WASHINGTON—Last evening, a Texas federal district court further delayed the Biden administration’s attempt to end the Trump-era program, known as Remain in Mexico, of returning asylum-seekers who crossed the border illegally to Mexico to wait there, rather than in the United States, for their asylum hearings. The Immigration Reform Law Institute (IRLI) had filed a friend-of-the-court brief in the case urging that result.
The decision is the latest episode of a long-running case that, so far, has blocked the administration from ending Remain in Mexico. The states of Texas and Missouri, supported by both IRLI and IRLI’s national network of attorneys, Attorneys United for a Secure America, first won the resumption of the program in the same district court that issued last evening’s ruling. Then the U.S. Supreme Court, after refusing to suspend that resumption, later found that a federal statute stripped the district court of jurisdiction to order that resumption through an injunction, and remanded the case to the district court for further proceedings.

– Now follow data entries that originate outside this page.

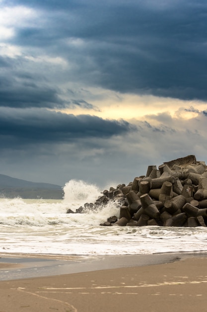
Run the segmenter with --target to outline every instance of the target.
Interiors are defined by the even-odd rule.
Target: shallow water
[[[76,255],[152,254],[207,251],[207,228],[103,227],[119,216],[117,203],[99,211],[67,214],[101,195],[94,185],[70,181],[63,200],[0,199],[0,253]]]

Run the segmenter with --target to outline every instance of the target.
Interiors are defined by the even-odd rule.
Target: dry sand
[[[204,312],[207,258],[2,281],[0,289],[0,312]]]

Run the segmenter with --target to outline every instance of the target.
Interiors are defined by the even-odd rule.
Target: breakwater
[[[94,203],[86,203],[68,213],[97,210],[116,201],[118,217],[109,216],[101,225],[206,227],[207,170],[204,161],[189,155],[149,165],[145,176],[137,176],[128,185],[104,190]]]

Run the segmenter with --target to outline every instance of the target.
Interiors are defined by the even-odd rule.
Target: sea
[[[206,227],[100,225],[110,216],[119,217],[115,201],[94,211],[67,213],[94,202],[102,190],[71,180],[64,187],[63,200],[0,198],[0,253],[116,256],[207,251]]]

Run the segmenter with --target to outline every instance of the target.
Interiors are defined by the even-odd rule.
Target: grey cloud
[[[94,111],[96,111],[97,112],[100,112],[100,110],[99,108],[90,104],[90,103],[87,103],[85,101],[83,100],[72,100],[72,103],[74,105],[77,106],[79,106],[82,108],[86,108],[86,109],[93,110]]]
[[[37,48],[72,63],[74,67],[64,73],[69,83],[121,93],[207,99],[204,0],[15,3],[42,9],[44,19],[16,28],[11,42],[30,48],[34,55]],[[81,44],[74,43],[79,39]]]
[[[11,142],[21,145],[71,142],[84,138],[107,138],[136,129],[125,121],[75,116],[43,109],[1,109],[0,114],[1,141],[7,145]]]

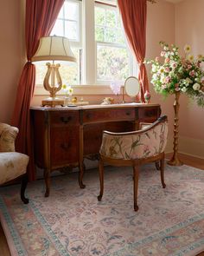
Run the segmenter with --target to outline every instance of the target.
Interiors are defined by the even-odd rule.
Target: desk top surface
[[[150,103],[121,103],[121,104],[108,104],[108,105],[69,105],[67,107],[30,107],[32,110],[42,110],[42,111],[63,111],[63,110],[80,110],[80,109],[104,109],[104,108],[150,108],[150,107],[160,107],[159,104],[150,104]]]

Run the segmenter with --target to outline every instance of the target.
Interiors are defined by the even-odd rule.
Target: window
[[[61,63],[63,82],[109,85],[133,75],[133,60],[116,6],[93,0],[65,0],[51,32],[54,35],[68,37],[77,58],[77,63]],[[45,62],[35,66],[36,84],[42,85]]]
[[[80,84],[81,82],[81,2],[77,0],[66,0],[59,13],[56,23],[51,32],[51,36],[67,37],[70,41],[73,53],[77,63],[57,62],[61,63],[60,73],[64,82],[70,84]],[[35,62],[36,84],[43,84],[47,72],[46,62]]]
[[[117,7],[95,4],[97,81],[124,81],[131,73],[129,51]]]

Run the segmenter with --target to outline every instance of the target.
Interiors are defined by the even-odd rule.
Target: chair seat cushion
[[[26,173],[29,156],[17,152],[0,153],[0,184]]]

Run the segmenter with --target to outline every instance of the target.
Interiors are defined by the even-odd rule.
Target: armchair
[[[29,156],[15,152],[15,139],[17,133],[17,128],[0,123],[0,185],[7,184],[22,175],[21,199],[28,204],[29,199],[25,198],[24,194],[28,184],[26,170]]]
[[[148,162],[159,161],[156,166],[161,172],[163,187],[164,183],[164,149],[167,142],[167,116],[161,116],[157,121],[141,130],[126,133],[103,132],[99,151],[99,171],[100,193],[98,200],[101,200],[104,193],[104,162],[112,166],[131,166],[133,167],[134,210],[138,210],[137,187],[139,166]]]

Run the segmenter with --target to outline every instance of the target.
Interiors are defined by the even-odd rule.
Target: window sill
[[[73,85],[72,86],[73,89],[73,95],[114,95],[109,85]],[[45,90],[43,86],[36,85],[34,91],[34,95],[48,95],[49,93]],[[58,94],[58,95],[65,95],[63,90],[61,89]]]

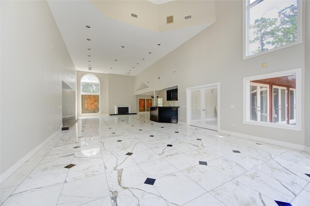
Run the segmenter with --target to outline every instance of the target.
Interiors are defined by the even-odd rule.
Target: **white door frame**
[[[219,82],[208,84],[207,85],[192,87],[186,88],[186,123],[187,125],[190,125],[191,119],[191,91],[199,89],[211,88],[217,87],[217,131],[220,130],[220,87]]]

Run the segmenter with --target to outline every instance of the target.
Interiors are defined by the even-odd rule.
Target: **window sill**
[[[252,125],[260,126],[263,127],[272,127],[273,128],[283,129],[284,130],[294,130],[296,131],[301,131],[300,127],[297,125],[291,125],[286,124],[281,124],[271,122],[258,122],[256,121],[244,121],[244,124],[250,124]]]

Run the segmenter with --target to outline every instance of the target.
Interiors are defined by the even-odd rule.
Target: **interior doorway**
[[[219,83],[186,88],[187,124],[213,130],[219,128]]]

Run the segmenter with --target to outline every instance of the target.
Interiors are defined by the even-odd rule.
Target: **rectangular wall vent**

In its brief before last evening’s decision, IRLI had argued that the administration was obligated to consider, but never did consider, how continuing Remain in Mexico would help it fulfill the purposes of immigration law, one of which is the reduction of migrant flows and the achievement of operational control of the border.
In last evening’s order, the court agreed with this point in finding that the administration was unlikely to succeed on the merits of the case. The court found that the administration did not act rationally (as required by federal law) when it tried to end Remain in Mexico, because it failed to consider how continuing the program would help it reach the goals of immigration law. Even though the administration admitted that the program reduced illegal-alien flows and asylum claims lacking in merit, it failed to consider, for example, the obvious point that keeping it going would help the administration meet its legal obligations to detain illegal aliens (because there would be fewer of them to detain) and confine its exercise of its parole authority within the limits set by Congress.
“President Trump put in place a set of policies, including Remain in Mexico, that brought operational control of the border within sight,” said Dale L. Wilcox, executive director and general counsel of IRLI. “In undoing these policies, the current administration cannot help but act irrationally, because it is going against the goals of Congress. When an administration is at war with the policies behind the law, that is not just a policy difference—it is a legal problem. We are pleased the court clearly saw this, and blocked this irrational end of a vital program.”
The case is State of Texas, State of Missouri v. Biden, No. 2:21-cv-00067 (N.D. Tex.).